The present study benefited from the availability of repeated measurements of serum insulin and glucose over 12 years of follow-up. With one exception (Stocks et al, 2010), previous studies of the association of insulin and glucose with colorectal cancer risk have included only baseline measurements. Our time-dependent covariate analysis supported the existence of a statistically significant positive association with average glucose level during follow-up. Similar trends were observed when analysing measurements obtained during various time windows before the date of diagnosis of the cases, although the results were not statistically significant. Moreover, few studies have analysed HOMA-IR, a more direct measure of insulin resistance, which can only be computed using fasting insulin and glucose values, and which has been shown to reflect insulin resistance assessed by the euglycaemic clamp more accurately than fasting insulin alone (Ikeda et al, 2001). Other strengths of the present study include the central adjudication of diagnoses of colorectal cancer in WHI; the negligible loss to follow-up; and the availability of information on a wide range of potential confounding variables. A major limitation of our study is the relatively small number of cases, which limited our ability to examine associations with insulin and glucose by subsite within the colorectum, within strata of potential effect modifiers (e.g., age, body mass index and use of exogenous hormones), and in the time-dependent covariates analysis.

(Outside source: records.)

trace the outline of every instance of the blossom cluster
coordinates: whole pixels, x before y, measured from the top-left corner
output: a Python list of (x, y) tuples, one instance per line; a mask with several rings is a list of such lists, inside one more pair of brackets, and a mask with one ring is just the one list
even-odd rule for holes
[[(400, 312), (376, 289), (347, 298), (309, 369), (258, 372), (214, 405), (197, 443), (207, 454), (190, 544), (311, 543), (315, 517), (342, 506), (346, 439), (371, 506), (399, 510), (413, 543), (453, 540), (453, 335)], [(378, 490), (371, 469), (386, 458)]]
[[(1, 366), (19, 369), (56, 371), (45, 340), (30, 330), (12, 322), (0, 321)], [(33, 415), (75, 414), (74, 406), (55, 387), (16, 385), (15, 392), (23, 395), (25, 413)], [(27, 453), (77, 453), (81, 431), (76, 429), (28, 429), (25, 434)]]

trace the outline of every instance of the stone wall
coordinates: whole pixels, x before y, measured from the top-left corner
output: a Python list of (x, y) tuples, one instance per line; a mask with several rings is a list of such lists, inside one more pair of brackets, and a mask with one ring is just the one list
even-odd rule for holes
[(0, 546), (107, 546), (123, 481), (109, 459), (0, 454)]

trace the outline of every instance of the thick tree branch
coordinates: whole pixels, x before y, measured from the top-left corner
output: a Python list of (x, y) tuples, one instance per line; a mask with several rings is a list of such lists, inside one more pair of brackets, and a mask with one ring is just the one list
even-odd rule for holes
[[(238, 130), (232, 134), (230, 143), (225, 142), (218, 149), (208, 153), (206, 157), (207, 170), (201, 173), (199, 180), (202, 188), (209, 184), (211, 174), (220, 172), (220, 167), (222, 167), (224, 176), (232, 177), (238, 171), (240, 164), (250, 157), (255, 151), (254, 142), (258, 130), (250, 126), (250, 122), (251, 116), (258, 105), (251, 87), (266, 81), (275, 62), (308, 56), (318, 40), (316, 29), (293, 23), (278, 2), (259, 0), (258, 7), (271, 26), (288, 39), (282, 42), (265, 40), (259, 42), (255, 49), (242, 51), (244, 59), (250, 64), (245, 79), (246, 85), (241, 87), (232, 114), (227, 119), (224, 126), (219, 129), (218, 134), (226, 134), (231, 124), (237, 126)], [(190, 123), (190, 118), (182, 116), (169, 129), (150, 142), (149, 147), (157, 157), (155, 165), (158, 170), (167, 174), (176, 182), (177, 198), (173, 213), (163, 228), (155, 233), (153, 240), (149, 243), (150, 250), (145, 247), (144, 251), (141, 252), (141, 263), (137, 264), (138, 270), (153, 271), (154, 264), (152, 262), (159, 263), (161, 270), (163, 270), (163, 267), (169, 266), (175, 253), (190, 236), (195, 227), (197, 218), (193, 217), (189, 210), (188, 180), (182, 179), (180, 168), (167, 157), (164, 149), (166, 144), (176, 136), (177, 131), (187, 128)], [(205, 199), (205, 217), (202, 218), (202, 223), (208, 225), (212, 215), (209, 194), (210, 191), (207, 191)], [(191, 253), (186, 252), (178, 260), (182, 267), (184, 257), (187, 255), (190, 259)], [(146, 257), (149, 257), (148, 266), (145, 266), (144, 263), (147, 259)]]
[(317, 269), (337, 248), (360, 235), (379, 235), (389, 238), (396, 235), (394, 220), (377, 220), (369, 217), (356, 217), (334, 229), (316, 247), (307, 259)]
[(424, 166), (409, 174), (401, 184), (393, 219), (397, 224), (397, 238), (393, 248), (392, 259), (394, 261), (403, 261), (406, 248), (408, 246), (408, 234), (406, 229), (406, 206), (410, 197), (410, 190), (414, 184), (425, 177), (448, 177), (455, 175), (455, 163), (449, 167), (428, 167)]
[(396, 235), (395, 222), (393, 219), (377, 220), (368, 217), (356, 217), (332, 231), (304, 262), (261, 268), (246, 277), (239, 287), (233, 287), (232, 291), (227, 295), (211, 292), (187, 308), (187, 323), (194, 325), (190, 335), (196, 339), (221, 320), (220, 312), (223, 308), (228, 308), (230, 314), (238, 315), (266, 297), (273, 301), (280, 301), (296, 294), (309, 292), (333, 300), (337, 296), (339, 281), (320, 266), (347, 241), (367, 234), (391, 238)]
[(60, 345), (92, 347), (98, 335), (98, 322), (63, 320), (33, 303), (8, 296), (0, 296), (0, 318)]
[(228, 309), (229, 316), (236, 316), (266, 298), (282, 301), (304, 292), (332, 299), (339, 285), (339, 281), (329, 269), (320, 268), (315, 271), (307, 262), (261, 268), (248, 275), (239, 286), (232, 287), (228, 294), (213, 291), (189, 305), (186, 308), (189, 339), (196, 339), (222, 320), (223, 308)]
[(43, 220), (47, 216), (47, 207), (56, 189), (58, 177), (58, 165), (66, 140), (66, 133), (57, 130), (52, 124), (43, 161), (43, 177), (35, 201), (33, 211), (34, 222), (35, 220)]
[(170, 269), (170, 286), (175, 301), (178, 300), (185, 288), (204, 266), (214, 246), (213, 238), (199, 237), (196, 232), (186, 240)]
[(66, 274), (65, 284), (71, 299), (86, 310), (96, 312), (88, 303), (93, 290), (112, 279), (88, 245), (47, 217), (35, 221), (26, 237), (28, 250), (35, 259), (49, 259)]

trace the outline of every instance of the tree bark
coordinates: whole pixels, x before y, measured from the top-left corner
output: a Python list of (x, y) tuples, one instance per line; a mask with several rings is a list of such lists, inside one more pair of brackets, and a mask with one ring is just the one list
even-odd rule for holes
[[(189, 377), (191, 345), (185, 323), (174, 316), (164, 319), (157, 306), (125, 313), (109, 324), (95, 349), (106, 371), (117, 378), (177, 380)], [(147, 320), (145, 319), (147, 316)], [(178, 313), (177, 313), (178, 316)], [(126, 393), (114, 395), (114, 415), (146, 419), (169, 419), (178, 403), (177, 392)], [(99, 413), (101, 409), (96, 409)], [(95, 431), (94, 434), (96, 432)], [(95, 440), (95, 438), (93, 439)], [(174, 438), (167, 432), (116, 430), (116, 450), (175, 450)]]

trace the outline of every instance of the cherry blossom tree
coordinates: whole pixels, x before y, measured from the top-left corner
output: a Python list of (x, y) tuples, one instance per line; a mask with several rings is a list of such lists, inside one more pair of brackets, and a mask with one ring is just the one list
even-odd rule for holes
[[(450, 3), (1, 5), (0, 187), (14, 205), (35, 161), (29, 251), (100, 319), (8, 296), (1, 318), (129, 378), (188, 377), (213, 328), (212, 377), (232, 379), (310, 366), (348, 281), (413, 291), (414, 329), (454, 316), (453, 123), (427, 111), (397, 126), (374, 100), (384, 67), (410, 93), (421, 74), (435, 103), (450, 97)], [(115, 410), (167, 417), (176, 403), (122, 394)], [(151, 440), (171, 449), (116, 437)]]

In conclusion, in this cohort study of postmenopausal women, elevated fasting serum glucose, but not insulin or HOMA-IR, was associated with roughly a two-fold increased risk of colorectal cancer. This association was robust and was not affected by adjustment for insulin or by exclusion of cases diagnosed in the first 2 years following enrollment. In time-dependent covariate analyses, trends using the average of all measurements showed a statistically significant positive association of glucose with colorectal and colon cancer risk. Our findings, together with those of several previous studies, suggest that insulin resistance may be related to increased risk of colorectal cancer, though the specific biologic mechanism remains to be elucidated.